Sexual relationship maybe affected to a great extent once the baby is born. Since this important aspect of your relationship is affected this may take a toll on your relationship. As a new mother the demands of your baby, exhaustion, unhappiness with bodily changes after childbirth and the effect of breastfeeding on sex drive all affect sex drive after birth. Your partner may feel that you have only time for the baby and not for him. While you may feel that everyone is only making demands on you and you don't have any time to rest or to yourself. Making time to improve your sexual relationship will help you and your partner. Here are few things you should remember:
  • There is no right time to restart your sex life.
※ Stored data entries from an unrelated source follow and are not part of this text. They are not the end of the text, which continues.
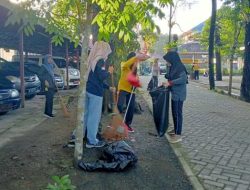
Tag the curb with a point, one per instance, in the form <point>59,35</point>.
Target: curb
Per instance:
<point>179,153</point>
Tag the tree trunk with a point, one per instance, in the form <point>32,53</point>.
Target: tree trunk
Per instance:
<point>218,55</point>
<point>245,83</point>
<point>86,29</point>
<point>211,46</point>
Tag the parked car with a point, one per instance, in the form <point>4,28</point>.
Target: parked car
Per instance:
<point>11,71</point>
<point>9,96</point>
<point>59,68</point>
<point>35,68</point>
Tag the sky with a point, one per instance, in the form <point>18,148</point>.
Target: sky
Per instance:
<point>188,17</point>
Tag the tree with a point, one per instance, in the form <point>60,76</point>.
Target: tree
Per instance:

  • Intercourse is not necessary. Just lying together, cuddling together and spending time together can improve your relationship and make you comfortable with your body.
  • If sex in painful even after healing then you should consult your doctor.
  • The vagina is an elastic and supple tissue, which heals quickly.
  • A woman's body was created to bear children.
  • The human body has great recuperation powers.
  • If you still feel that you and your partner are having problems with your sexual relationship then you could get counseling.